Morgan Stanley’s financial profile remains strong, further underpinning the rating. The Company continues to enhance its funding and liquidity profile as it further shifts its funding mix into more durable sources, including deposits, long-term debt, and equity, which comprised 85% of its funding stack at year-end 2015, up from just 43% at year-end 2007. Importantly, the Company is well in excess of the 2022 requirements with respect to the Total Loss Absorbing Capacity (TLAC) and Long Term Debt (LTD) proposals, which compares favorably versus other Globally Systemically Important Banks (G-SIBs). Additionally, Morgan Stanley maintains a substantial amount of liquidity, including $190 billion of HQLA at 1Q16, and the Company estimates that it exceeds the fully-implemented LCR requirement. Finally, Morgan Stanley’s capitalization remains robust with a fully-loaded Basel III Common Equity Tier 1 (CET1) ratio under the advanced approach of 14.6% and a Supplementary Leverage Ratio (SLR) of 6.0% at 1Q16.
RATING DRIVERS
In the near to intermediate term, ratings are unlikely to trend upward given the continued challenging operating environment and the Company’s relative rating. Longer term, sustained above cost of capital returns, continued enhancement of the WM business and maintaining the Company’s strong credit fundamentals could result in positive ratings pressure.
Notable deterioration in credit fundamentals or risk management deficiencies, combined with any perceived franchise weakening, could negatively pressure ratings. If investor confidence is adversely impacted in a Morgan Stanley-specific scenario, which could particularly affect the Company given its sizable reliance on wholesale funding, ratings could also be impacted.
Notes:
All figures are in U.S. dollars unless otherwise noted.
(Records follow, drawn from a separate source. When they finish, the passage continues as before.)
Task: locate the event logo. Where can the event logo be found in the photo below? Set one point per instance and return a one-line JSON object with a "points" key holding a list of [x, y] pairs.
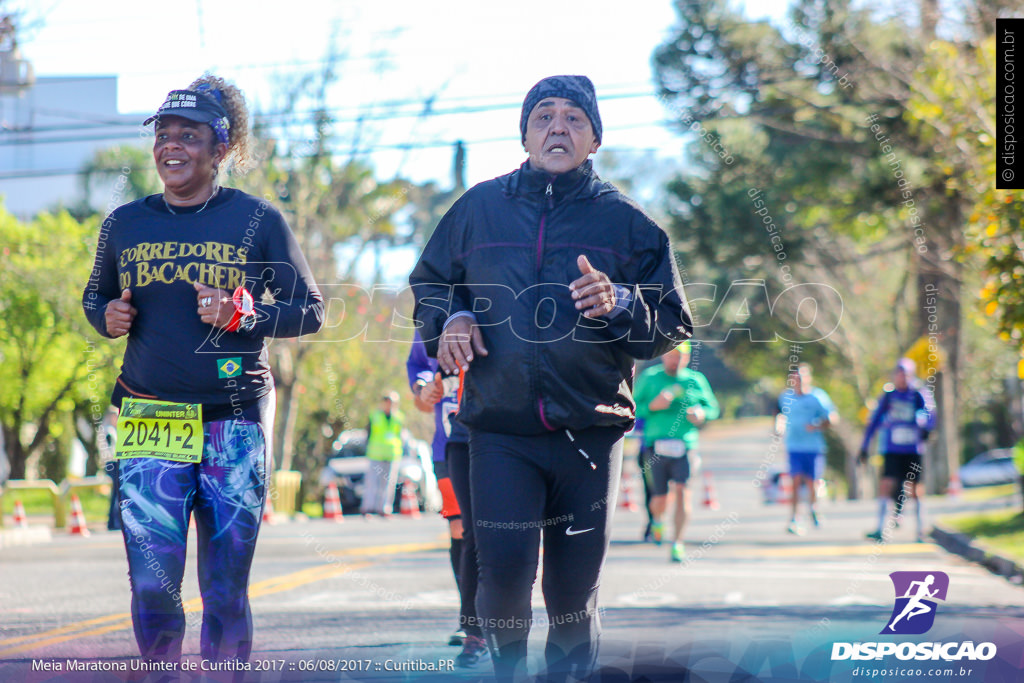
{"points": [[913, 611]]}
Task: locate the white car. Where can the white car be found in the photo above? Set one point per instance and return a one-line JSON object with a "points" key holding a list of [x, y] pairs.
{"points": [[989, 469], [346, 466]]}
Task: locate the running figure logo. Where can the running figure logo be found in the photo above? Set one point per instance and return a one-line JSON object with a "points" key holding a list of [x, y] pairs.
{"points": [[913, 612]]}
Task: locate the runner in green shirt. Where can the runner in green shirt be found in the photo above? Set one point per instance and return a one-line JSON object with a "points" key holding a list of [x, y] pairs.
{"points": [[674, 402]]}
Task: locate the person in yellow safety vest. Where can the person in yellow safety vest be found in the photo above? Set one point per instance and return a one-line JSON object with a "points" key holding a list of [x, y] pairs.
{"points": [[383, 454]]}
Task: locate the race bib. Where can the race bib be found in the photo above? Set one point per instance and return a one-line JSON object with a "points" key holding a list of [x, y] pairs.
{"points": [[903, 435], [160, 429], [670, 447]]}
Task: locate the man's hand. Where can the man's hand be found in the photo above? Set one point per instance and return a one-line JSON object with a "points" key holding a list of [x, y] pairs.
{"points": [[432, 392], [696, 416], [119, 315], [593, 293], [215, 306], [459, 340]]}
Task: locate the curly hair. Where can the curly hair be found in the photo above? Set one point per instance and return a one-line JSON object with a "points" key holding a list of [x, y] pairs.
{"points": [[240, 152]]}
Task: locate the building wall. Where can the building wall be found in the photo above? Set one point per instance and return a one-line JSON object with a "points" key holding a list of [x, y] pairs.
{"points": [[48, 132]]}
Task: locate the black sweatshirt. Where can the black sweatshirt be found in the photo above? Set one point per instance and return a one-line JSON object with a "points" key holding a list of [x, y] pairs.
{"points": [[237, 240]]}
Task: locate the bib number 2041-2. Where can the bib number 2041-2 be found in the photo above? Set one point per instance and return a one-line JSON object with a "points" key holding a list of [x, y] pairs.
{"points": [[160, 429]]}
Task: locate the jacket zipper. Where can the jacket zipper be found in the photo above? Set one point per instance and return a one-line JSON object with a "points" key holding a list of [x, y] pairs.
{"points": [[549, 195]]}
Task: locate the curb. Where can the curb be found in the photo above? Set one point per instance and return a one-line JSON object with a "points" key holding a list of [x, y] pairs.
{"points": [[962, 544], [25, 537]]}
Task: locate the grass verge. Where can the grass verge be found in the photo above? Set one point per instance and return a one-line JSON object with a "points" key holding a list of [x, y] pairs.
{"points": [[1000, 531]]}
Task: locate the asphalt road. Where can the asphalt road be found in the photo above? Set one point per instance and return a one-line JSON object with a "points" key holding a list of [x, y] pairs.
{"points": [[375, 600]]}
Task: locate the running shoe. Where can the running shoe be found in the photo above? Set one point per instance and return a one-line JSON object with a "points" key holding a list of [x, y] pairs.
{"points": [[657, 530], [474, 651], [678, 552]]}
The applicable methodologies are the Global Methodology for Rating Banks and Banking Organisations (December 2015), DBRS Criteria – Support Assessments for Banks and Banking Organisations (March 2016), and DBRS Criteria - Rating Bank Capital Securities – Subordinated, Hybrid, Preferred & Contingent Capital Securities (February 2016), DBRS Criteria - Guarantees and Other Forms of Support (February 2016), which can be found on our website under Methodologies.
The primary sources of information used for this rating include company documents and SNL Financial. DBRS considers the information available to it for the purposes of providing this rating was of satisfactory quality.
This rating is endorsed by DBRS Ratings Limited for use in the European Union.
Lead Analyst: Lisa Kwasnowski
Rating Committee Chair: Roger Lister
Initial Rating Date: July 31, 1998
Most Recent Rating: May 26, 2015
The rated entity or its related entities did participate in the rating process. DBRS had access to the accounts and other relevant internal documents of the rated entity or its related entities.